I'll call the function FrequentWordsMismatch(g, k, d) .

So, here are a few helpful examples:

FrequentWordsMismatch('AAAAAAAAAA', 2, 1) → ['AA', 'CA', 'GA', 'TA', 'AC', 'AG', 'AT']

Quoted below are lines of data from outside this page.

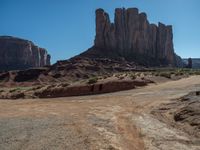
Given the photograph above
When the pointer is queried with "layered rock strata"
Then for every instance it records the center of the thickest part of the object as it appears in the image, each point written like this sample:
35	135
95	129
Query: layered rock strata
133	38
16	54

Here's a much longer example, if you implement this and want to test:

FrequentWordsMisMatch('CACAGTAGGCGCCGGCACACACAGCCCCGGGCCCCGGGCCGCCCCGGGCCGGCGGCCGCCGGCGCCGGCACACCGGCACAGCCGTACCGGCACAGTAGTACCGGCCGGCCGGCACACCGGCACACCGGGTACACACCGGGGCGCACACACAGGCGGGCGCCGGGCCCCGGGCCGTACCGGGCCGCCGGCGGCCCACAGGCGCCGGCACAGTACCGGCACACACAGTAGCCCACACACAGGCGGGCGGTAGCCGGCGCACACACACACAGTAGGCGCACAGCCGCCCACACACACCGGCCGGCCGGCACAGGCGGGCGGGCGCACACACACCGGCACAGTAGTAGGCGGCCGGCGCACAGCC', 10, 2) → ['GCACACAGAC', 'GCGCACACAC']

With my naive solution, that second example could easily take ~60 seconds, though the first one is pretty quick.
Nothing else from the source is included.